Ok after recovering from the hectic brew day I have went back and
reviewed a few things. I also have a couple of questions.
It appears the my effeciency was around 65%. I thought I nailed
everything procedure wise. Going back through my notes it appears I may
have misunderstood a step. When I put in the sparge water it was at 173
and this brought my mash back to 154. I rested for 10 min and drained. I am
thinking now I should have had the water much hotter to get the bed up to
170. Is this correct thinking? I thought 154 was a good temp all the way through
and that getting above 170 was bad. Please advise.

Technically most people either add enough boiling water before the sparge to bring the grain bed up to 168-170F (called a mash-out), or use much hotter sparge water to raise the grain bed to around 168-170F. This step is important for fly sparging, but has little to no effect on efficiency for batch spargers.
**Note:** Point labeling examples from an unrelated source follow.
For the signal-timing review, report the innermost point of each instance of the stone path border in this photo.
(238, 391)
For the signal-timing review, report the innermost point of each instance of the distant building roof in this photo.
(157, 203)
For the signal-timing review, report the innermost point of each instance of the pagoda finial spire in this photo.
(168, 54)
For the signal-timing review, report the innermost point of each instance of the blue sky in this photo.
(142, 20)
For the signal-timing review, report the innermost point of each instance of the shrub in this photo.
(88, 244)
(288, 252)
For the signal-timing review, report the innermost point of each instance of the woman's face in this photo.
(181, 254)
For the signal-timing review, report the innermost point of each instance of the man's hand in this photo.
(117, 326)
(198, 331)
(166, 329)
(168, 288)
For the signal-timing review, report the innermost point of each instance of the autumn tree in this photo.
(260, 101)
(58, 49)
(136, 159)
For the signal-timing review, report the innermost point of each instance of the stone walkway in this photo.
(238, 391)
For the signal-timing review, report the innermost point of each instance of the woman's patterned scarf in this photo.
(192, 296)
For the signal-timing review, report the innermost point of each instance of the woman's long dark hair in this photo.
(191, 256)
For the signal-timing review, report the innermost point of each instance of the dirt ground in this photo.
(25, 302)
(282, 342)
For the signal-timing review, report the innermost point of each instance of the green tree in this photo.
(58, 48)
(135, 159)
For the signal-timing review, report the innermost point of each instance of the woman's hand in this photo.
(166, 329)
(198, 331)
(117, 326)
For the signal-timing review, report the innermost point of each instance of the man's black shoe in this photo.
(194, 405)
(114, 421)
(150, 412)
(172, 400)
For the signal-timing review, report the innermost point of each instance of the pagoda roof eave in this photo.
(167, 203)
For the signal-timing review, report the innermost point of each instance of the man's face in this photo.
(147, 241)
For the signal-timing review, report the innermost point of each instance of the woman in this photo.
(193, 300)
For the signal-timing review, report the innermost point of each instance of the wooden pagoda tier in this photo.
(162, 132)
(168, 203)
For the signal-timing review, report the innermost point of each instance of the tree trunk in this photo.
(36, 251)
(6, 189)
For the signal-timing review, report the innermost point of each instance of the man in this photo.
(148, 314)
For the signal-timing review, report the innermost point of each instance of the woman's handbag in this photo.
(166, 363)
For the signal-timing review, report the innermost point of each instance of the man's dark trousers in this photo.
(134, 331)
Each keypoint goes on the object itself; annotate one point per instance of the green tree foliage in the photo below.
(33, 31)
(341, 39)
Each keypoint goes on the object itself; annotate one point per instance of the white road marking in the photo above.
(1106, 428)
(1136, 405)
I have a HERMS system, and I double batch sparge with the water that's been keeping the hex coil warm, which is usually only a couple degrees warmer than the mash temp. Temps above 170F combined with a high PH can extract tannins, but with the proper PH and temps below 170F it's not much of a concern.

IMO crush and proper stirring of the mash are two of the biggest factors effecting efficiency. It sounds like you did a single batch sparge, and splitting the sparge volume in half and doing a double batch sparge will probably increase your efficiency some. I would caution against getting caught up chasing higher efficiencies. At the homebrew level consistency is more important than efficiency, and 65% really isn't that bad.